Le patron de la plus jeune des trois cimenteries du Sénégal a fait cette confidence, jeudi, à l’issue d’une visite guidée de la presse dans les installations de l’usine qui fête les sept ans du démarrage de ses activités au Sénégal. Une partie du charbon utilisé par la cimenterie Dangote Sénégal venait de la Russie, mais avec la guerre, elle est obligée de se rabattre essentiellement sur le Mozambique et l’Afrique du Sud, selon Mohamed Bachir Lô, le Directeur des Opérations ; ce qui implique des surcoûts et des tensions inhérentes à tout marché en manque. Même le prix du papier pour le conditionnement du ciment a augmenté. Il est à 300 ou 350 FCfa, selon Alex Simaga, Directeur commercial de Dangote. « Le sac de ciment 32,5 coûte entre 3250 et 3300 FCfa alors que le papier nous revient à 300 FCfa ; ce qui veut dire que rien qu’avec le papier, nous sommes presque à 10 % de la valeur du sac de ciment vendu sur le marché », explique-t-il.
Les autres cimenteries qui utilisent d’autres sources d’énergie comme le fioul pour faire fonctionner leurs installations subissent les mêmes effets avec le renchérissement des prix du pétrole sur le marché mondial.
Cette situation a pour conséquence de remettre aux calendes grecques les nouveaux investissements de Dangote, et donc, de réduire les possibilités de création de nouveaux emplois, selon Luke Haeltermann.
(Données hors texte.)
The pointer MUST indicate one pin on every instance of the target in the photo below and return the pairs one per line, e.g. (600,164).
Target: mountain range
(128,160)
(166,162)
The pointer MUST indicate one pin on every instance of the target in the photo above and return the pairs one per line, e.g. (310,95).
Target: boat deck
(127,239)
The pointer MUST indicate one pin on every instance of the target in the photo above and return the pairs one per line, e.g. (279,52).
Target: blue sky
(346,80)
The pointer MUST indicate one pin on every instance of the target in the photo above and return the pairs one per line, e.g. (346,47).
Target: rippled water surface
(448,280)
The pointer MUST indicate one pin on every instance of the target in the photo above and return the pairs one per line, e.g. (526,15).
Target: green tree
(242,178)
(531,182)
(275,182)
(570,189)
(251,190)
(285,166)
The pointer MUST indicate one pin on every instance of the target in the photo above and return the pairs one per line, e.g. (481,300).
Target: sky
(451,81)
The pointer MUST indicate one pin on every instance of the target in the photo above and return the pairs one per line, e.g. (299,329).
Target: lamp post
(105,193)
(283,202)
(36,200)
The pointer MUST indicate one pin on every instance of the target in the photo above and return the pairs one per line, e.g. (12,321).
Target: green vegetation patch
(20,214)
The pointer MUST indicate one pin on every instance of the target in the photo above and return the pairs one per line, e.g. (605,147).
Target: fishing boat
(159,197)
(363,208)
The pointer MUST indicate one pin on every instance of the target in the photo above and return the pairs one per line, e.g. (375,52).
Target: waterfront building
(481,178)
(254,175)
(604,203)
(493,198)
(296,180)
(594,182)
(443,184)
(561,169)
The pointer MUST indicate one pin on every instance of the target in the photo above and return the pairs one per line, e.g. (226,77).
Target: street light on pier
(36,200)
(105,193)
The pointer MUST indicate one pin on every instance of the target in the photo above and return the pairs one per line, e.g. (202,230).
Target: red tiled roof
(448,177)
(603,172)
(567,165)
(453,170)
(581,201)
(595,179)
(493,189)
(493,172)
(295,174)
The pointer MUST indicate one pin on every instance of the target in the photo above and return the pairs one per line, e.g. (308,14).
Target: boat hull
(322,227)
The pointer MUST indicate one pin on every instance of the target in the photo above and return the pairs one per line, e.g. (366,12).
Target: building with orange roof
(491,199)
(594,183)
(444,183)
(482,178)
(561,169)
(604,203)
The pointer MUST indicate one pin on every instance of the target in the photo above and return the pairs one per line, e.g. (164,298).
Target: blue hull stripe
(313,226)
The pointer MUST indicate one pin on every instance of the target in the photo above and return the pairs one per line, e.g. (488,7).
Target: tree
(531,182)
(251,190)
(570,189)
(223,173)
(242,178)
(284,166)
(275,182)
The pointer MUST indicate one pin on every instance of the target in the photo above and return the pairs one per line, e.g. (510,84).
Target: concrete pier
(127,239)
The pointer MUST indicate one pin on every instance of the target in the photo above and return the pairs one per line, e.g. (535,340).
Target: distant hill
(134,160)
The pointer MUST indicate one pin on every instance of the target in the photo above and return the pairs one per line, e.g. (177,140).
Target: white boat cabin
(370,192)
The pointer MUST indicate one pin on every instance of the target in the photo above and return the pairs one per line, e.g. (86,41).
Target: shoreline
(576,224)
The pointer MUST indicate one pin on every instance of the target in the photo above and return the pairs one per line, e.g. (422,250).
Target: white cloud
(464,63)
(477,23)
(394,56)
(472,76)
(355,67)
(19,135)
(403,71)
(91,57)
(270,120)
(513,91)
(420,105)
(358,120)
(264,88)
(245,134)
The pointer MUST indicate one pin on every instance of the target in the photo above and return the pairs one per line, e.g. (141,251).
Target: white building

Seule bouffée d’oxygène pour cette filiale du Groupe Dangote, elle fabrique elle-même, sur place, le clinker, principal produit à la base du ciment. « Nous le produisons ici et notre production nous suffit », précise Alex Simaga. Mais, ceci est loin d’être le cas des deux autres cimentiers qui, eux, sont obligés de faire venir des bateaux, car ils n’en produisent pas assez sur place. Or le prix du clinker, informe le Directeur commercial de Dangote Cement Senegal, a plus que doublé ces derniers temps.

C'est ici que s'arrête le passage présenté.